Health officials warn against taking Ivermectin to prevent COVID-19


SANTA ROSA, Calif. (KRON) – Health officials are warning people not to take Ivermectin, a horse dewormer, to cure or prevent COVID-19.

The California Poison Control director says they have seen “some” increase in calls because of Ivermectin use.  

Some animal feed stores in the Bay Area have seen people coming in to buy animal Ivermectin products for human use.

Employees at Western Farm Center in Santa Rosa are used to answering questions about pets and farm animals but in the last month, they’ve seen more people purchasing Ivermectin products for human use.

“The lady who was saying I hope this is what my boss wanted me to buy,” Trevor Frampton said. “We asked what kind of horse does he have, and she said ‘no he doesn’t have a horse, it’s for him.'”

The owner of the feed store, Trevor Frampton, says they don’t want to police the product, but sometimes they’re left with no choice.

“Now I know that you’re not buying it for an animal, we’re not going to sell it to you,” Frampton said.

When taking a look at some of the products they have with Ivermectin in it, every single one says for oral use in horses only and this one specifically says to keep out of the reach of children.

“Humans are very different than horses. One major difference being of course the weight and a dose for a horse is definitely not the same as for a human,” Dr. Peter Chin-Hong said.

Some of the product’s smallest dosages are designed for a 250-pound animal.

UCSF infectious disease expert Dr. Peter Chin-Hong also pointed out that Ivermectin is an antiparasitic.

“We’ve never really been successful in treating a virus with something other than an antiviral drug,” Chin-Hong said.

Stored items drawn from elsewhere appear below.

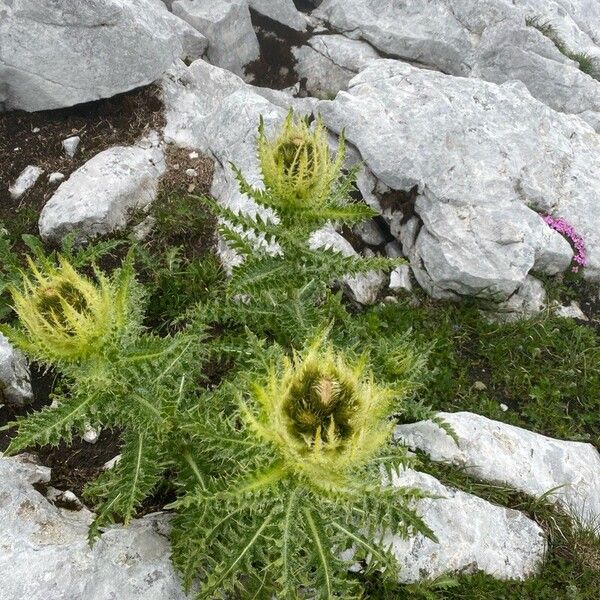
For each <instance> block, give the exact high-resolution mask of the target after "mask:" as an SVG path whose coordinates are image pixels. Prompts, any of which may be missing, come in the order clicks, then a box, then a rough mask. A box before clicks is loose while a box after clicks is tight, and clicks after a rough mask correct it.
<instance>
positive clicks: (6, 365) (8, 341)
mask: <svg viewBox="0 0 600 600" xmlns="http://www.w3.org/2000/svg"><path fill="white" fill-rule="evenodd" d="M32 400H33V391H32V389H31V381H30V374H29V365H28V364H27V359H26V358H25V356H23V354H21V352H19V351H18V350H16V349H15V348H13V346H12V344H11V343H10V342H9V341H8V340H7V339H6V337H4V335H2V334H1V333H0V403H6V404H10V405H12V406H23V405H24V404H28V403H29V402H31V401H32Z"/></svg>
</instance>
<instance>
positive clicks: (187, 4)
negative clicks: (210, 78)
mask: <svg viewBox="0 0 600 600" xmlns="http://www.w3.org/2000/svg"><path fill="white" fill-rule="evenodd" d="M171 9H172V11H173V13H174V14H175V15H177V16H178V17H180V18H181V19H183V20H184V21H186V22H187V23H189V24H190V25H191V26H192V27H194V28H195V29H197V30H198V31H200V32H201V33H202V34H203V35H204V36H205V37H206V38H207V39H208V52H207V56H208V59H209V60H210V62H211V63H212V64H214V65H217V66H219V67H223V68H225V69H228V70H230V71H233V72H234V73H237V74H238V75H242V74H243V72H244V67H245V66H246V65H247V64H248V63H249V62H251V61H253V60H255V59H257V58H258V57H259V54H260V50H259V47H258V39H257V37H256V34H255V33H254V29H253V28H252V22H251V20H250V11H249V10H248V2H247V0H175V2H173V4H172V6H171Z"/></svg>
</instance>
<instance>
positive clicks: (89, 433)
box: [83, 425, 100, 444]
mask: <svg viewBox="0 0 600 600" xmlns="http://www.w3.org/2000/svg"><path fill="white" fill-rule="evenodd" d="M99 436H100V432H99V431H98V430H97V429H95V428H94V427H91V426H90V425H86V427H85V433H84V434H83V441H84V442H87V443H88V444H95V443H96V442H97V441H98V437H99Z"/></svg>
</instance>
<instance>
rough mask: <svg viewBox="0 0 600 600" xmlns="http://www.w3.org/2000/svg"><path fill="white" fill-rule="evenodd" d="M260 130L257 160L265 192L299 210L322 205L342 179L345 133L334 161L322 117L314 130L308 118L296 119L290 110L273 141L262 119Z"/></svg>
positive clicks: (341, 137)
mask: <svg viewBox="0 0 600 600" xmlns="http://www.w3.org/2000/svg"><path fill="white" fill-rule="evenodd" d="M258 131H259V135H258V157H259V160H260V167H261V171H262V176H263V182H264V184H265V187H266V189H267V190H269V191H270V192H272V193H273V194H274V195H275V196H277V197H279V198H281V199H285V200H286V201H287V202H289V203H290V204H291V205H293V206H296V207H300V206H305V205H309V206H312V207H316V206H319V205H321V204H323V203H324V202H325V201H326V200H327V199H328V198H329V197H330V195H331V191H332V187H333V185H334V183H335V182H336V181H337V180H338V179H339V177H340V171H341V168H342V163H343V161H344V155H345V144H344V136H343V134H342V136H341V137H340V142H339V146H338V150H337V153H336V157H335V158H333V157H332V156H331V152H330V150H329V143H328V140H327V131H326V129H325V125H324V124H323V121H322V119H321V117H318V118H317V120H316V122H315V125H314V128H313V129H311V127H310V125H309V123H308V120H307V119H306V118H295V117H294V114H293V113H292V112H291V111H290V112H289V114H288V116H287V118H286V120H285V122H284V123H283V126H282V128H281V130H280V132H279V134H278V135H277V137H276V138H274V139H273V140H269V139H268V138H267V136H266V134H265V128H264V123H263V122H262V120H261V123H260V127H259V130H258Z"/></svg>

Dr. Chin-Hong says Ivermectin hasn’t been studied extensively to treat COVID-19 and some studies show it can pose a real danger.

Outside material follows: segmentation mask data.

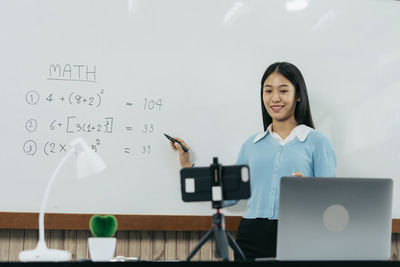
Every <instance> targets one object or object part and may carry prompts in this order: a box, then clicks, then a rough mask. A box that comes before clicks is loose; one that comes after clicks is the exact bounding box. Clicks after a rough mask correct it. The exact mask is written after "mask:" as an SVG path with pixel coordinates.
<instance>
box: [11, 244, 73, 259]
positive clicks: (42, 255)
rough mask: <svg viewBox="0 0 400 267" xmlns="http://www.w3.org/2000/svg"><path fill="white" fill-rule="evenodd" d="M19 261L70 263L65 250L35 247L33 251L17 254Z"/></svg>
mask: <svg viewBox="0 0 400 267" xmlns="http://www.w3.org/2000/svg"><path fill="white" fill-rule="evenodd" d="M19 260H20V261H25V262H29V261H70V260H71V253H70V252H69V251H67V250H59V249H48V248H47V247H46V248H43V247H37V248H35V249H33V250H24V251H21V252H20V253H19Z"/></svg>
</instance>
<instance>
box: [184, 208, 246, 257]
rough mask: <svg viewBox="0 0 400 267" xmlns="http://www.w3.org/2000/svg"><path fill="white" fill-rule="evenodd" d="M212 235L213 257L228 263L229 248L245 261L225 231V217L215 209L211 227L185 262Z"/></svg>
mask: <svg viewBox="0 0 400 267" xmlns="http://www.w3.org/2000/svg"><path fill="white" fill-rule="evenodd" d="M213 234H214V236H215V248H216V249H215V257H216V258H222V260H223V261H229V250H228V243H229V246H230V247H231V248H232V249H233V251H235V253H236V254H238V255H240V257H241V258H242V260H243V261H245V260H246V257H245V256H244V254H243V252H242V250H241V249H240V247H239V246H238V244H236V242H235V241H234V240H233V238H232V236H231V235H230V234H229V232H227V231H226V230H225V216H224V215H223V214H222V213H221V212H220V211H219V209H217V213H215V214H214V215H213V217H212V227H211V229H210V230H209V231H208V232H207V233H206V235H205V236H203V238H202V239H201V240H200V242H199V243H198V244H197V245H196V247H195V248H194V249H193V250H192V252H190V254H189V256H188V257H187V259H186V261H190V259H191V258H193V256H194V255H195V254H196V253H197V251H199V249H200V248H201V247H202V246H203V245H204V244H205V243H206V242H207V241H208V240H209V239H210V238H211V236H212V235H213Z"/></svg>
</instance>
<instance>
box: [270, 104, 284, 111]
mask: <svg viewBox="0 0 400 267" xmlns="http://www.w3.org/2000/svg"><path fill="white" fill-rule="evenodd" d="M283 107H284V105H274V106H271V109H272V111H273V112H279V111H281V110H282V109H283Z"/></svg>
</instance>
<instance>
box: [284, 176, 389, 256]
mask: <svg viewBox="0 0 400 267" xmlns="http://www.w3.org/2000/svg"><path fill="white" fill-rule="evenodd" d="M392 194H393V181H392V179H363V178H294V177H283V178H282V179H281V187H280V199H279V222H278V240H277V259H278V260H388V259H389V258H390V245H391V229H392Z"/></svg>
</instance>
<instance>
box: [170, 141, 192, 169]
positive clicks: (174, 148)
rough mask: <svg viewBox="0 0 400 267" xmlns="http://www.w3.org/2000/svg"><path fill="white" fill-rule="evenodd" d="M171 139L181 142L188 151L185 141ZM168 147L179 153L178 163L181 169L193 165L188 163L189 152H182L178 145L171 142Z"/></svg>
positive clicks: (179, 147)
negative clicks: (181, 168) (187, 149)
mask: <svg viewBox="0 0 400 267" xmlns="http://www.w3.org/2000/svg"><path fill="white" fill-rule="evenodd" d="M173 138H174V139H175V140H178V141H179V142H181V144H182V145H184V146H185V147H187V148H188V149H189V146H188V145H187V144H186V143H185V141H183V140H182V139H180V138H178V137H173ZM170 145H171V147H172V149H173V150H175V151H178V152H179V162H180V164H181V166H182V168H190V167H192V166H193V164H192V163H191V162H190V155H189V152H185V151H183V149H182V146H181V145H180V144H178V143H174V142H172V141H171V142H170Z"/></svg>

“You actually increase deaths and ICU admissions by using Ivermectin. Even in a prescribed way,” Dr. Chin-Hong said. 

Frampton says he’s not forcing his employees to intervene with people’s purchases but some have.

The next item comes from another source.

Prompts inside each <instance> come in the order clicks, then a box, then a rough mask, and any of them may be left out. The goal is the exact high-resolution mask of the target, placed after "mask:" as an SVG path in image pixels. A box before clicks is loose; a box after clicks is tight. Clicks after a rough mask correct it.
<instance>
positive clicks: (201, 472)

“We’ve had a couple of different people who have stopped the sale because they don’t want to see someone get hurt. None of us want to see that,” Frampton said.

He says in addition to the horse paste, there is an Ivermectin drench for sheep and goats, and an injection for cattle and swine.

He says at this point, he only has one vial of the injectable left, and all the human use has resulted in a shortage for animals that need it.